At the 2012 RSNA Annual Meeting, Rachel Brem, MD, from George Washington University stated, “In our study, automated whole breast ultrasound found clinically significant cancers that would undoubtedly present as interval cancers, or at the next screening as larger or node-positive disease.”2 At the 2013 RSNA Annual Meeting, Wendie Berg, MD, principal investigator of the ACRIN 6666, the definitive study that proved the early detection value of whole breast ultrasound, observed, “It’s time to level the playing field for women with dense breasts.”3
We need to stem the confusion and restructure our screening protocols to be technologically appropriate, using our screening resources where they give us the biggest bang for the medical buck. Mammography every two years will still provide adequate protection against advanced cancers for those at low risk. But for those with dense breasts, adding a screening ultrasound yearly will reduce the dose absorption by the dense tissue, letting screening ultrasound find the hidden killers. Those at highest risk should have an MRI added to their yearly mammogram and/or a whole breast ultrasound if they do not want an MRI.

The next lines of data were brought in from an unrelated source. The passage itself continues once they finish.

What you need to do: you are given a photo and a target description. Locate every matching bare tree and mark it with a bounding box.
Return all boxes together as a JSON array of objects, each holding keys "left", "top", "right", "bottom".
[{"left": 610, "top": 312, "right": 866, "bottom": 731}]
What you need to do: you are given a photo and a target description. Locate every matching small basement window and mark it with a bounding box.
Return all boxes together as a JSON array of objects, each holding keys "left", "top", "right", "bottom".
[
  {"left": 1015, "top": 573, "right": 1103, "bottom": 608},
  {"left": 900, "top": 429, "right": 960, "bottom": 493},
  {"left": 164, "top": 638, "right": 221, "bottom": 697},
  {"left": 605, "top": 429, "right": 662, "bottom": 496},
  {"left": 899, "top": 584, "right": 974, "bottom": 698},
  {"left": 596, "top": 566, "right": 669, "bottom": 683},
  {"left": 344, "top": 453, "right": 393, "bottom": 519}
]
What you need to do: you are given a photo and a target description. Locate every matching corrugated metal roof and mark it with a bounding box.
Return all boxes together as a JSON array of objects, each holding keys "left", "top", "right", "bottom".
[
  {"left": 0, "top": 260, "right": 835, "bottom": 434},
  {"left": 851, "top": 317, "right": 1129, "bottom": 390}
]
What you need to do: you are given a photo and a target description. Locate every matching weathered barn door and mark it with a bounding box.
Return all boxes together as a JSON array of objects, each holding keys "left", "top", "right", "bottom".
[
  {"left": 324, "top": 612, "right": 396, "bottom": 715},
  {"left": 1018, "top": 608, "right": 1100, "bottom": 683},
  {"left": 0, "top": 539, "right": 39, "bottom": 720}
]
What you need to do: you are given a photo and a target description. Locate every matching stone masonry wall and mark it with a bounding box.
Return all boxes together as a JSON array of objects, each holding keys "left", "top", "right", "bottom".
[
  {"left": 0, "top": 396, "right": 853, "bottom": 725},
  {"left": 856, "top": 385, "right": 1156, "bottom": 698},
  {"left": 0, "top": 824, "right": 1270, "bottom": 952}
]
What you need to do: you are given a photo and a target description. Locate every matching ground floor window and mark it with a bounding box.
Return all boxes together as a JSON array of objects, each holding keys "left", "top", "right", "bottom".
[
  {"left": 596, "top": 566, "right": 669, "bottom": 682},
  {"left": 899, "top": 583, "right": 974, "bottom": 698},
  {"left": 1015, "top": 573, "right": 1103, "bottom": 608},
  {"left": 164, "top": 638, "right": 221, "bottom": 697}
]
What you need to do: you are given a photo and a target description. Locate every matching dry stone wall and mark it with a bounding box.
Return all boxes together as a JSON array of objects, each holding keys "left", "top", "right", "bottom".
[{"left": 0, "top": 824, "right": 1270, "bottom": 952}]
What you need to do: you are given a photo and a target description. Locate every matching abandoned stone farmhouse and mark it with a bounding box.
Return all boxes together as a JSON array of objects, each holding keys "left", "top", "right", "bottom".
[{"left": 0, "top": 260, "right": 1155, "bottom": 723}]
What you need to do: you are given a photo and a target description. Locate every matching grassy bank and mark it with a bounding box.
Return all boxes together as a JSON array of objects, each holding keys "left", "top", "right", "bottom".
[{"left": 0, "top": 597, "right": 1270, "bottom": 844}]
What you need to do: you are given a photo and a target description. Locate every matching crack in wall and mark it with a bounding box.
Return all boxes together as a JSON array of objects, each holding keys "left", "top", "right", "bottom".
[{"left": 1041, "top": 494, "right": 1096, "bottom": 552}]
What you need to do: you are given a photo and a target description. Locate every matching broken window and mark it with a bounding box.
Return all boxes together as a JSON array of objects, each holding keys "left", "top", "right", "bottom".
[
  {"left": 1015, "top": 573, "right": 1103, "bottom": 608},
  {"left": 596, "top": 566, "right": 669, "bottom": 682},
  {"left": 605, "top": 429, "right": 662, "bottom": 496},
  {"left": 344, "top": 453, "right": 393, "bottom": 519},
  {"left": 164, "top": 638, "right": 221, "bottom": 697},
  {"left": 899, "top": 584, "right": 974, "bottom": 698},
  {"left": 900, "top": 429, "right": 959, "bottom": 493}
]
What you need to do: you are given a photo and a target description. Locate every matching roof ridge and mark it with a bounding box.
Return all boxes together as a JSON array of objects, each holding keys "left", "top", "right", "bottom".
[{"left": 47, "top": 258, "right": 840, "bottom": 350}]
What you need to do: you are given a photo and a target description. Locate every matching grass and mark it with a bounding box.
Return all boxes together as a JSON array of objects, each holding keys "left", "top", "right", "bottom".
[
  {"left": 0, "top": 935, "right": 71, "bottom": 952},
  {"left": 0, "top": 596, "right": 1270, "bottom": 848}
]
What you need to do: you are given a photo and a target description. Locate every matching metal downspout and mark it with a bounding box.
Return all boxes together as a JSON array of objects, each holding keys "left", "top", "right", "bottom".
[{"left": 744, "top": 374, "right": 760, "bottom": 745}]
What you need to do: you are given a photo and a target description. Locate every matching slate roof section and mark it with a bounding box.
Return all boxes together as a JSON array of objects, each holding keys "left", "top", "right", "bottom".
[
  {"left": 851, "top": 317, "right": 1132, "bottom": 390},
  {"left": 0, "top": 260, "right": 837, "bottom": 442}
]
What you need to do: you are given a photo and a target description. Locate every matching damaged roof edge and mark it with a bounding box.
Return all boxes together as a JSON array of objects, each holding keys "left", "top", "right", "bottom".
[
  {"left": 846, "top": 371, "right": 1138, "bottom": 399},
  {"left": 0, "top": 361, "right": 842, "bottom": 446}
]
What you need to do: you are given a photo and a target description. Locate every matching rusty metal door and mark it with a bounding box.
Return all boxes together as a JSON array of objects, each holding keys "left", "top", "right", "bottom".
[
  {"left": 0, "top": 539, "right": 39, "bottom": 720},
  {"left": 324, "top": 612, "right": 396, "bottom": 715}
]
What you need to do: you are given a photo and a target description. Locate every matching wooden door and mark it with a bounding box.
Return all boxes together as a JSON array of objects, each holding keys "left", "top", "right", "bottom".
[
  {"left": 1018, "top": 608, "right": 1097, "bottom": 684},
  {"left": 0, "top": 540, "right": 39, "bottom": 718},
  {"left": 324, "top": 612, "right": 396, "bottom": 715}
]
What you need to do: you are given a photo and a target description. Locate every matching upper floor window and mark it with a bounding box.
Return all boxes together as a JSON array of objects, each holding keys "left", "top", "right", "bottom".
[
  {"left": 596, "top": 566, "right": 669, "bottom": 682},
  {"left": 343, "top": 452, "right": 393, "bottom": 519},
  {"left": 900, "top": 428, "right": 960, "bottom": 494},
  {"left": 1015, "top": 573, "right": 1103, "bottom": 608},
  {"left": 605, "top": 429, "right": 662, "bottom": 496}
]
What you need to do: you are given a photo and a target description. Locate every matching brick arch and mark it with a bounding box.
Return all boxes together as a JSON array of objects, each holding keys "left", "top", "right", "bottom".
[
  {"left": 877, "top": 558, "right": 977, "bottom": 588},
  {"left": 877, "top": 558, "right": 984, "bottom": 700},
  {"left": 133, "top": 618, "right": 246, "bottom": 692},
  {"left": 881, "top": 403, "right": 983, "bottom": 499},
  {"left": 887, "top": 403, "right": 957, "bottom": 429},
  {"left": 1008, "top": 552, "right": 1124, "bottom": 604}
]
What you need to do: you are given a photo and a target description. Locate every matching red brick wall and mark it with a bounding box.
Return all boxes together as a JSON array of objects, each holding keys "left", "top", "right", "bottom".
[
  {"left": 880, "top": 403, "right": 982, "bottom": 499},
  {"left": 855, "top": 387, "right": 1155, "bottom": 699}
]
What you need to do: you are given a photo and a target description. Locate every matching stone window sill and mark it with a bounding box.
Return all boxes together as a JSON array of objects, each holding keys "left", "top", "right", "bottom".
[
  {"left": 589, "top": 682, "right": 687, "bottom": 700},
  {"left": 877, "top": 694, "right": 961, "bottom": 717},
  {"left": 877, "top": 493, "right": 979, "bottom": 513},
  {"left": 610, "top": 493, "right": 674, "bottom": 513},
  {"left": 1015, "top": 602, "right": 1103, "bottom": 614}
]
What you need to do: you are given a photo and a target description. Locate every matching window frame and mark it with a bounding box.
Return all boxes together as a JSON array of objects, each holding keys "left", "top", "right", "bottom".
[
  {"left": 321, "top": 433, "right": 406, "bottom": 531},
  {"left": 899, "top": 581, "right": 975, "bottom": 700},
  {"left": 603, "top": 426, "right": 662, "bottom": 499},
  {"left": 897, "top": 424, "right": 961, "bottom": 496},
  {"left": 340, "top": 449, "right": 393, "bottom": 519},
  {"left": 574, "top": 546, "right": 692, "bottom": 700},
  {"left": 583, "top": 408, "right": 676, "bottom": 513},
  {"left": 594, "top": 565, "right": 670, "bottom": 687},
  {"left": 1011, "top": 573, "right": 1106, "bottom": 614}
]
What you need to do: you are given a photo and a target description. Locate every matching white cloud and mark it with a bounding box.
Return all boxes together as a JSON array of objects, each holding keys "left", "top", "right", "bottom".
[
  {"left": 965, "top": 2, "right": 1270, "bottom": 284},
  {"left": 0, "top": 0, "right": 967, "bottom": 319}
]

But unfortunately, we may be losing the opportunity to direct screening algorithms. Insurance carriers are taking advantage of the controversy over the value of mammography, and rumor has it they may revamp screening to once every other year. Already fewer carriers are covering MRI for high-risk women. What other decisions will they make before we come to a consensus?
It’s time for us to establish a new paradigm in breast screening – and level the playing field – before it is too late.
References:
1. Neilsen S. Let scientists bicker over breast cancer, but don’t keep putting your health last. OregonLive. February 21, 2014. Available at: http://www.oregonlive.com/news/oregonian/susan_nielsen/index.ssf/2014/02/susan_nielsen_let_scientists_b.html. Accessed March 27, 2014.
2. Madden Yee K. Breast US could be option for primary cancer screening. AuntMinnie.com. November 25, 2012. Available at: https://www.auntminnie.com/index.aspx?sec=rca&sub=rsna_2012&pag=dis&itemId=101626. Accessed March 27, 2014.
3. Berg W PhD. Special Interest Session: Breast Density: Risk Assessment, Communication, and Approaches to Supplemental Imaging. Presented at: 2013 RSNA Annual Meeting; December 2013; Chicago, IL.